Percepções 2007/2008


Mais uma vez me arrisco a comentar alguns fatos que aconteceram no ano passado e outros que podem ocorrer ao longo de 2008 com as assessorias de imprensa e relacionamento entre elas e a mídia. Podem achar besteira, mas comentem com o que não concordarem.

Apesar de tudo, foi um ano bastante lucrativo para as agências. Segundo uma análise publicada no portal Mega Brasil, o faturamento em 2007 foi recorde, chegando a 850 milhões de reais. Isso mostra um crescimento de 20% em relação ao ano anterior. O crescimento é nítido, mas como tudo no País, o dinheiro está ficando nas mãos de poucos.

Os salários estão cada vez menores – seguindo apenas os rumos da maioria das profissões – e há um exagero no número de estagiários que trabalham como se fossem profissionais. O espaço para que esse mercado se desenvolva ainda é gigantesco, mas alguns ajustes serão necessários como a percepção sobre o valor do serviço, realidade e desvalorização dos preços praticados no mercado, salários obsoletos e desatualizados.

Blogs – sim, já se consolidaram e há vários blogueiros profissionais hoje, vivem de seus “diários” (odeio essas expressão, mas é só pra não ficar repetindo). Muitos jornalistas de redação também partiram para essa prática já que o mercado se fecha cada vez mais. Algumas assessorias já perceberam e passaram a convidar os blogueiros para seminários, coletivas de imprensa, eventos fora do País. No Twitter, nova febre das redes sociais, acabo de ler uma oportunidade de emprego para um blogueiro. As assessorias não souberam aproveitar esse momento no ano passado. São poucas as iniciativas direcionadas para seus clientes. O problema ainda está na definição da relevância, como já citei em posts anteriores. Identificar quais são os blogs que realmente fazem a diferença para seu cliente é um processo complicado e deve ser feito por quem vive isso diariamente, conhece os caminhos ou, ao menos, saiba se localizar no meio dessa bagunça digital. Até cheguei a publicar um post falando sobre blogs famosos e respeitados, mas isso não quer dizer muita coisa.

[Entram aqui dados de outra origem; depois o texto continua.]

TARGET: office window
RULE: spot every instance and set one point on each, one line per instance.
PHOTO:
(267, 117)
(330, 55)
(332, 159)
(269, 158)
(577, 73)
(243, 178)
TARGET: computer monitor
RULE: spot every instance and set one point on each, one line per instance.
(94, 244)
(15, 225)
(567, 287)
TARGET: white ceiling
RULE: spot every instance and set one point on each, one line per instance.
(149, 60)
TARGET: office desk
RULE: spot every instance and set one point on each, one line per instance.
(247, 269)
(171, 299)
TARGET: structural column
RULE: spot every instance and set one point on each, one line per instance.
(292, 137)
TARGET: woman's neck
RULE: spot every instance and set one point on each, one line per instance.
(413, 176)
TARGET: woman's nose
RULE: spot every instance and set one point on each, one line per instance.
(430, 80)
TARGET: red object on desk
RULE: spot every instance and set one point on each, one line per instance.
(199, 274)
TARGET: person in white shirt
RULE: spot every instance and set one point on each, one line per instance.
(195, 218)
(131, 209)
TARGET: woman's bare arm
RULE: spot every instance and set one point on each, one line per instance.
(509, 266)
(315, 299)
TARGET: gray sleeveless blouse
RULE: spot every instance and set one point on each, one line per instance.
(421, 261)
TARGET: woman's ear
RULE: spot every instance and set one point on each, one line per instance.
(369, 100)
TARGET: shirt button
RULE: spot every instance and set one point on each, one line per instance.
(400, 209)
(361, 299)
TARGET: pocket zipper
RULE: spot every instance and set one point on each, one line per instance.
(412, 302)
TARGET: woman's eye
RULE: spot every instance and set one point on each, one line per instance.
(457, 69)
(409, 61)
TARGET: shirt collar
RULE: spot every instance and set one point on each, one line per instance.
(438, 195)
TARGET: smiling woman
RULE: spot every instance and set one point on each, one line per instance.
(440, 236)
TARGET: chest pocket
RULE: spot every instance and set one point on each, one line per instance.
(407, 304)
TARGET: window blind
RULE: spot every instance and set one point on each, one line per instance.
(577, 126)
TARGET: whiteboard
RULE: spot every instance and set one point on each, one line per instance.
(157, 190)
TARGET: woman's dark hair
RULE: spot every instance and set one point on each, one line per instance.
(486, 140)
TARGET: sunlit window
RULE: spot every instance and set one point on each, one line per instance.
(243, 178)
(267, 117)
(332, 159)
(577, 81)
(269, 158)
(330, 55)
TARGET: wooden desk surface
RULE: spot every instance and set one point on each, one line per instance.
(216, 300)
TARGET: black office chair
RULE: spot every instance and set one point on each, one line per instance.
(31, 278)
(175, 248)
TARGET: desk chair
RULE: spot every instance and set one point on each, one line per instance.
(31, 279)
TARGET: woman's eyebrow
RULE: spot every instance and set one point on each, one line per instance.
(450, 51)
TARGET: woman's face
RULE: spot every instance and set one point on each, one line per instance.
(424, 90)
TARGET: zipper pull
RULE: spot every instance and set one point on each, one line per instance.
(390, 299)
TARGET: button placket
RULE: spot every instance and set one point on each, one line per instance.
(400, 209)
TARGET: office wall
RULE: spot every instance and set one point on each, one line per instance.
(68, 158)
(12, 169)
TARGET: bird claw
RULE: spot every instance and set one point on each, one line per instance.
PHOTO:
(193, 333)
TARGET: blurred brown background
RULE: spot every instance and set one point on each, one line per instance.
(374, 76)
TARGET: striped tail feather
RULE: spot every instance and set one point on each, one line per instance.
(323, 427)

Rede sociais – continuam ativas como nunca e, aqui também, as agências de comunicação continuam perdidas. Em algumas das “palestras” que dei no ano passado, isso ficou bem claro. Muitos assessores não sabem sequer o que é o Twitter, para que ele serve, de que forma podem explorar isso. Precisam ficar mais antenadas. Poucas assessorias já mantêm uma pessoa especializada em analisar, descobrir e estudar os desdobramentos dessas redes sociais. Mais que isso, conseguir aplicar divulgação e utilização em favor dos clientes em cada uma dessas redes, saber o momento certo de investir ou não em um novo canal de comunicação com o público. Creio que 2008 seja o momento ideal para estruturar áreas especializadas nesse tipo de comunicação, assim como acontece com os departamentos de crise das agências. Pelo que andei vasculhando, a maioria dos projetos web andam encostados nas próprias assessorias. Está na hora de olhar com calma para eles. Por enquanto, é tudo muito embrionário.

Imagem do mercado de comunicação – Citei, no ano passado, que as assessorias deveriam atentar mais para processos digitais. Pouco vi sendo feito e não tenho muitas esperanças. Navegue alguns instantes pelo próprio site das agências e verá que muitos deles estão desatualizados, não têm atrativo algum em termos de design, a interatividade é nula. Enfim, se não fazem isso em sua própria casa, como convencer os clientes de que é preciso manter uma página atualizada e com informações dinâmicas? Onde está a atuação na web? Aplicação dos já cansativos conceitos de web 2.0, que são básicos atualmente? Isso ajudaria até mesmo a definir métricas e fazer os clientes entenderem que assessoria ajuda, mas não faz milagre, não vende produtos sozinha e que centímetros por coluna em jornais e revistas são coisas completamente diferentes de um anúncio.  Que a internet tem sim seu público, interessado, participativo e que vale e muito uma notícia publicada na web.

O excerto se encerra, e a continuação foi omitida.